Factor I deficiency is an umbrella term for several related disorders known as congenital fibrinogen defects. Afibrinogenemia (a complete lack of fibrinogen) and hypofibrinogenemia (low levels of fibrinogen) are quantitative defects, meaning the amount of fibrinogen in the blood is abnormal. Dysfibrinogenemia is a qualitative defect in which fibrinogen does not work the way it should. Hypodysfibrinogenemia is a combined defect that involves both low levels of fibrinogen and impaired function.

Afibrinogenemia is an autosomal recessive disorder, which means that both parents must carry the defective gene in order to pass it on to their child. Like all autosomal recessive disorders, afibrinogenemia is found more frequently in areas of the world where marriage between close relatives is common. Hypofibrinogenemia, dysfibrinogenemia, and hypodysfibrinogenemia can be either recessive (both parents carry the gene) or dominant (only one parent carries and transmits the gene). All types of factor I deficiency affect both males and females.

What Are The Symptoms?

The symptoms of factor I deficiency differ depending on which form of the disorder a person has.

AFIBRINOGENEMIA

Common symptoms:

  • nosebleeds (epistaxis)
  • easy bruising
  • heavy or prolonged menstrual bleeding (menorrhagia)
  • muscle bleeds
  • bleeding into joints (hemarthrosis)
  • bleeding from the umbilical cord stump at birth
  • bleeding in the mouth, particularly after dental surgery or tooth extraction
  • abnormal bleeding during or after injury, surgery, or childbirth
  • abnormal bleeding after circumcision
  • problems during pregnancy (including miscarriage)

Other reported symptoms

  • bleeding in the gut (gastrointestinal haemorrhage)
  • bleeding in the central nervous system (the brain and spinal cord)
  • formation of blood clots (thrombosis)

HYPOFIBRINOGENEMIA

Symptoms are similar to those seen in afibrinogenemia. As a general rule, the less factor I a person has in his/her blood, the more frequent and/or severe the symptoms.

DYSFIBRINOGENEMIA

Symptoms depend on how the fibrinogen (which is present in normal quantities) is functioning. Some people have no symptoms at all. Other people experience bleeding (similar to those seen in afibrinogenemia) and others show signs of thrombosis (abnormal blood clots in blood vessels) instead of bleeding.

HYPODYSFIBRINOGENEMIA

Symptoms are variable and depend on the amount of fibrinogen that is produced and how it is functioning.

How Is It Diagnosed?

Factor I deficiency is diagnosed by a variety of blood tests, including a specific test that measures the amount of fibrinogen in the blood. However, low fibrinogen levels or abnormal function may be a sign of another disease, such as liver or kidney disorders, which should be ruled out before a bleeding disorder is diagnosed. Diagnostic tests should be performed by a specialist at a Haemophilia/bleeding disorders treatment centre.

How Is It Treated?

There are three treatments available for factor I deficiency. All are made from human plasma.
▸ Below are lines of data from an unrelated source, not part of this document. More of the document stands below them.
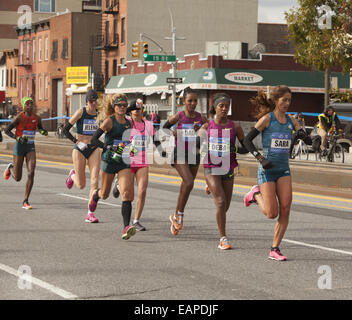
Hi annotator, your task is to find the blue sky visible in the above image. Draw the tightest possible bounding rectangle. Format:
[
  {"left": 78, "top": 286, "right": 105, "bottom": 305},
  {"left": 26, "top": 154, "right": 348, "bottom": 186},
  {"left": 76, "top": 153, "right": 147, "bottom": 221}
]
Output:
[{"left": 258, "top": 0, "right": 298, "bottom": 23}]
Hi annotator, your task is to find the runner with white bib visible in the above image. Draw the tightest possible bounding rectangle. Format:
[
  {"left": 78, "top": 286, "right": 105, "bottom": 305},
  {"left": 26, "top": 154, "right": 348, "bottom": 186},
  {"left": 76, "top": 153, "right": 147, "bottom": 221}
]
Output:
[
  {"left": 244, "top": 86, "right": 305, "bottom": 261},
  {"left": 4, "top": 97, "right": 48, "bottom": 210},
  {"left": 64, "top": 89, "right": 100, "bottom": 223}
]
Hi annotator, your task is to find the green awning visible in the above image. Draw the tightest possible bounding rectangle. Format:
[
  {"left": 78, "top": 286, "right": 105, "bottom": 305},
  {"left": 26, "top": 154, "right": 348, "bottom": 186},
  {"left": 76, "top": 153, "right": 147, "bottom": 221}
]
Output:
[{"left": 105, "top": 68, "right": 350, "bottom": 95}]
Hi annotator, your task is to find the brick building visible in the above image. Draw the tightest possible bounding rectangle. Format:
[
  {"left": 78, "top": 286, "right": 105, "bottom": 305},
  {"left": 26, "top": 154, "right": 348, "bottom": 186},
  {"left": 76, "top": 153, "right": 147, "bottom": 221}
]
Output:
[
  {"left": 0, "top": 49, "right": 20, "bottom": 117},
  {"left": 17, "top": 12, "right": 101, "bottom": 130}
]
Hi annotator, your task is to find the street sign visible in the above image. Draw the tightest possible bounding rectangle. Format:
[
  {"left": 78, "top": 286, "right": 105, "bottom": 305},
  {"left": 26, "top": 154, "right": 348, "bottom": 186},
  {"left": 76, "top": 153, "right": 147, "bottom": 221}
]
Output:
[
  {"left": 144, "top": 54, "right": 176, "bottom": 62},
  {"left": 166, "top": 78, "right": 183, "bottom": 83}
]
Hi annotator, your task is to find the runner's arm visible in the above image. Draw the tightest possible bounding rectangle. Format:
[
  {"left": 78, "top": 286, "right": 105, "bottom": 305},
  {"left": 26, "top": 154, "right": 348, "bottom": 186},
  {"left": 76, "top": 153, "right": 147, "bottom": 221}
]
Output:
[
  {"left": 4, "top": 115, "right": 20, "bottom": 140},
  {"left": 243, "top": 114, "right": 273, "bottom": 169},
  {"left": 63, "top": 108, "right": 83, "bottom": 143}
]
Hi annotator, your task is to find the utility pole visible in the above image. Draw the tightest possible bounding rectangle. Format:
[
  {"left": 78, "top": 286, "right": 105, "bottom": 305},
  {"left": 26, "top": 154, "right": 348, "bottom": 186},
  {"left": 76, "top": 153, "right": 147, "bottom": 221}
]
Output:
[{"left": 164, "top": 8, "right": 186, "bottom": 115}]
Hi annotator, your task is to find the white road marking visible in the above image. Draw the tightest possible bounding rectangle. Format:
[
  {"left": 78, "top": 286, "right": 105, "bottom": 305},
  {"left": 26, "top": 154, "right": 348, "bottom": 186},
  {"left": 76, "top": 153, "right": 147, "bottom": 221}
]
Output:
[
  {"left": 58, "top": 193, "right": 121, "bottom": 207},
  {"left": 0, "top": 263, "right": 78, "bottom": 299},
  {"left": 282, "top": 239, "right": 352, "bottom": 256}
]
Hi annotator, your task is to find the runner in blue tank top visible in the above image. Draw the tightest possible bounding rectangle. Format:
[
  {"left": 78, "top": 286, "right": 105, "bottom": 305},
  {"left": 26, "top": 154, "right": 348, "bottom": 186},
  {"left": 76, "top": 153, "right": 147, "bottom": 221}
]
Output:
[
  {"left": 64, "top": 89, "right": 100, "bottom": 223},
  {"left": 200, "top": 93, "right": 247, "bottom": 250},
  {"left": 244, "top": 86, "right": 305, "bottom": 261},
  {"left": 163, "top": 87, "right": 208, "bottom": 236}
]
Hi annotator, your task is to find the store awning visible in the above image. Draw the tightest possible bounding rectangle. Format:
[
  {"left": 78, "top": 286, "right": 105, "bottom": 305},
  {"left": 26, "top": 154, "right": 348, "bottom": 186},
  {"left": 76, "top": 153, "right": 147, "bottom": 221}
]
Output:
[{"left": 105, "top": 68, "right": 350, "bottom": 95}]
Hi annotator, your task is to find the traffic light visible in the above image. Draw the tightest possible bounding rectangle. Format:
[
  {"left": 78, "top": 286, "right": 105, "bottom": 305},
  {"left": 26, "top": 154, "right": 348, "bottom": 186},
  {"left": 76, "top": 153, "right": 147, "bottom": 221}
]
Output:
[
  {"left": 143, "top": 42, "right": 149, "bottom": 58},
  {"left": 132, "top": 41, "right": 141, "bottom": 58}
]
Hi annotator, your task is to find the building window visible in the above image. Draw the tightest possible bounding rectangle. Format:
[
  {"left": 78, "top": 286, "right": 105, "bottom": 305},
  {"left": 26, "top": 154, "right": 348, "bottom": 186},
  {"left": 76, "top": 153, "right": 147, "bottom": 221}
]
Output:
[
  {"left": 113, "top": 19, "right": 118, "bottom": 43},
  {"left": 61, "top": 39, "right": 68, "bottom": 59},
  {"left": 32, "top": 38, "right": 35, "bottom": 63},
  {"left": 20, "top": 77, "right": 23, "bottom": 100},
  {"left": 44, "top": 37, "right": 48, "bottom": 61},
  {"left": 34, "top": 0, "right": 56, "bottom": 12},
  {"left": 112, "top": 59, "right": 117, "bottom": 76},
  {"left": 44, "top": 74, "right": 48, "bottom": 100},
  {"left": 38, "top": 38, "right": 42, "bottom": 61},
  {"left": 105, "top": 60, "right": 109, "bottom": 84},
  {"left": 38, "top": 74, "right": 42, "bottom": 100},
  {"left": 20, "top": 40, "right": 23, "bottom": 64},
  {"left": 121, "top": 18, "right": 125, "bottom": 43},
  {"left": 51, "top": 40, "right": 58, "bottom": 60},
  {"left": 26, "top": 76, "right": 29, "bottom": 97}
]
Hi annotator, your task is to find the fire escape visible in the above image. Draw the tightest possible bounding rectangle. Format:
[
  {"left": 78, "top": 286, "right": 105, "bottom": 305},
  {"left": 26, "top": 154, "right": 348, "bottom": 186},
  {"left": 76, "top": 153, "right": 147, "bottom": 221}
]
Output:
[{"left": 93, "top": 0, "right": 119, "bottom": 91}]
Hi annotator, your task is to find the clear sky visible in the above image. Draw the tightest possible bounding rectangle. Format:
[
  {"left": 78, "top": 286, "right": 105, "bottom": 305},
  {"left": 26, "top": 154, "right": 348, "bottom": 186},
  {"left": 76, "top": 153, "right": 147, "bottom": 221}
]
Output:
[{"left": 258, "top": 0, "right": 298, "bottom": 23}]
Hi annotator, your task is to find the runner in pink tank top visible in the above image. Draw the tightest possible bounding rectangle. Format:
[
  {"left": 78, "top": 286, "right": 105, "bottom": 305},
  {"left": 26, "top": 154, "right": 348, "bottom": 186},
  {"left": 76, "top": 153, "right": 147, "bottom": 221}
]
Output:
[
  {"left": 200, "top": 93, "right": 247, "bottom": 250},
  {"left": 163, "top": 88, "right": 208, "bottom": 236}
]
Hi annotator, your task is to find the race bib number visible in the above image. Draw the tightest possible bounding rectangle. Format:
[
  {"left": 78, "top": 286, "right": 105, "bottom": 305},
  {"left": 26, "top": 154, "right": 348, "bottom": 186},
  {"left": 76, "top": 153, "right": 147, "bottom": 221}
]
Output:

  • Fibrinogen concentrate
  • Cryoprecipitate
  • Fresh frozen plasma (FFP)

Treatment may also be given to prevent the formation of blood clots, as this complication can occur after fibrinogen replacement therapy.
Many people who have hypofibrinogenemia or dysfibrinogenemia do not need treatment. Excessive menstrual bleeding in women with factor I deficiency may be controlled with hormonal contraceptives (birth control pills) or antifibrinolytic drugs.

Factor II (also called prothrombin) deficiency is an inherited bleeding disorder that is caused by a problem with factor II. Because the body produces less prothrombin than it should, or because the prothrombin is not working properly, the clotting reaction is blocked prematurely and the blood clot does not form.

Factor II deficiency is an autosomal recessive disorder, which means that both parents must carry the defective gene in order to pass it on to their child. It also means that the disorder affects both males and females. Factor II deficiency is very rare, but like all autosomal recessive disorders, it is found more frequently in areas of the world where marriage between close relatives is common.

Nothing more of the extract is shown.